It was a truly memorable experience, and in such marked contrast to the unfriendly reception we had a few days earlier when the President was still on the island. The next morning, the men got up early to go fishing on the flats within Remire Reef, where we found mile upon mile of crystal clear waters, which looked extremely promising for bone-fishing. Unfortunately, we had missed the low tide, and therefore the best opportunity to catch any bonefish, although we did witness two turtles mating in the sea, which looked like an extremely cumbersome operation! However, we were able to navigate a way for the RIB to get inside the flats, and so we went back to the boat and collected the girls, and took an icebox full of cold beer, which we drank in three feet of lukewarm crystal waters in the middle of these fantastic flats, looking back at the boat in the distance with the backdrop of Remire Island, and every shade of blue and green in between.
It was an extraordinary to be standing in just a few feet of water in the middle of the Indian Ocean, sipping ice-cold beer, surrounded by reefs on all sides with breakers showing where the sea met the reef. After this wonderful experience, we decided to head back to D’Arros and St.Joseph, to see if we could master bone fishing on the flats there. Once again, we had the most wonderful journey, interspersed with the usual fishing episodes, and a memorable lunch, accompanied by a ‘Sixties Hits’ compilation CD, to which we all sang along like a bunch of demented geriatric hippies. We arrived at D’Arros and St.Joseph atolls at about 5pm, and dropped anchor opposite the beach house where had anchored previously. The next morning we got up early to go bone fishing with the skipper on the flats of St.Joseph’s atoll. Fortunately, the weather had improved considerably, and we had a fantastic morning walking miles across the flats, being followed by curious terns, and fregate birds, which wheeled and towered above us in the thermals, against a stunning blue sky.
The flats were alive with rays, and small sharks, as well as moray eels, so we were constantly watching where we trod, whilst at the same time trying to get close enough to some bonefish to have a chance of catching one.

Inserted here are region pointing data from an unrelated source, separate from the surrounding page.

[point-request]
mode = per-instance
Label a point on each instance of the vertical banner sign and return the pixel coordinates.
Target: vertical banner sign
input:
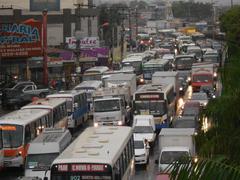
(21, 40)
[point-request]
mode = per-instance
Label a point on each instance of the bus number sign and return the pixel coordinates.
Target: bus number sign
(87, 167)
(149, 97)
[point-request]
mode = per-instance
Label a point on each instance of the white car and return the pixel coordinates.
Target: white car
(141, 150)
(200, 97)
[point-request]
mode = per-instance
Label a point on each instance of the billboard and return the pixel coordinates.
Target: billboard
(21, 39)
(39, 5)
(86, 42)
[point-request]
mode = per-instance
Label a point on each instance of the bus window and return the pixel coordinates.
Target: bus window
(27, 134)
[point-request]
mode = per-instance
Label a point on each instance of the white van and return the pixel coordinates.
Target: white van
(144, 127)
(141, 149)
(44, 149)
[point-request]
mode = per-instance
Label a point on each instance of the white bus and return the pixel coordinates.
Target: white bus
(94, 73)
(136, 61)
(156, 100)
(77, 107)
(1, 150)
(104, 152)
(90, 87)
(58, 108)
(150, 67)
(19, 128)
(44, 149)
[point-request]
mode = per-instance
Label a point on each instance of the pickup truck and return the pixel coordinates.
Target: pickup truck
(20, 95)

Sadly, despite several hours of concentrated fishing, and occasional sightings, and a few ‘takes’, we were unable to catch a bonefish, and so we were forced to radio to the boat and Stephen to come and collect us. Once again, this proved more difficult than expected, because we had to wade out over the coral reef, through the incoming surf, holding our rods aloft, and then try and clamber aboard the RIB, which was being buffeted by the waves!
Anyway, we all made it safely, and were rewarded by the sight of dolphins dong ‘tail’ stands out at sea, so we took a detour for a closer look and found ourselves surrounded by dolphins. We then returned to the boat, where we enjoyed a cold beer, and a wonderful lunch, where we recounted tales of the huge bonefish, which got away!
After lunch, we went snorkeling on the reef opposite the beach at D’Arros, which is populated with numerous varieties of tropical fish. We then decided to take the RIB on a trolling expedition in the bay between D’Arros and St.Joseph’s atolls, which had proved so productive a week earlier, and we were rewarded with a good size blue fin tuna. On our way back, we went right around the island of D’Arros, and again found ourselves surrounded by dolphins, which made a perfect end to a perfect day. Unfortunately, as we returned to the boat, we could see a storm brewing on the horizon, and, sure enough, within minutes of getting back on board, it hit us, and we were forced to move to a more protected anchorage.
We spent an uncomfortable night, rolling around in the storm, and the next morning decided to head straight for Des Roches, where we were meeting the plane to fly us back to Mahe. It was a relief to be moving again, and the forward motion of the boat was much better than just being rocked around at anchor. The weather improved slightly as we headed for Des Roches, and with a following sea, we made the crossing in about four hours, which included stops to haul in various fish which we caught ‘en-route’. However, when we reached Des Roches, there was still a heavy swell, and so we were forced to move around to the lee side of the island where we found a better anchorage in Bomb Bay, but it was dark by the time we got there, and so more difficult to judge where we were in relation to the surrounding reef.
Anyway, we finally found a reasonable anchorage, and spent our last night on board being rolled around by the swell, which follows every big storm. This made packing a pretty sick-making experience, and I do not think anyone got much sleep that night, especially as we had to be up very early to transfer all our baggage across to the island to get an 8.45 am flight back to Mahe. Although dawn brought clearer skies, the swell was still growing, and we had considerable trouble getting all our bags and ourselves onto the RIB for the transfer ashore, but managed it in two crossings, and were all very relieved to be on ‘terra firma’ again! We bade our farewells to the skipper and his charming wife, and Steven, who had become good friends over the preceding 12 days, and wished them well for their return journey to Mahe on board the boat. We then loaded all stuff onto the tractor and trailer, which had arrived to collect us, and take us through the island, to the landing strip, where our plane was waiting.
As the plane took off over Des Roches, we could see the boat at anchor, and we sadly waved good-bye to what had been our home for the previous 12 days. However, we were grateful that we would be back in Mahe in 45 minutes, whereas it would take the skipper and his crew, twenty-four hours to make the same journey by boat, and we later learned that they had to fight high seas, and a serious storm on their way back. On our flight back to Mahe, we could clearly see, and identify all the surroundings islands, and vowed that we would return to explore them on another occasion. In the meantime, we would be returning to the UK with many happy memories of our experiences in the Amirantes, sailing around some of the most beautiful and unspoilt islands on earth.
The Editor alone with his thoughts!
There are fewer things in life more enjoyable than sharing such experiences with good friends, and we were grateful to our hosts for giving us this unique opportunity.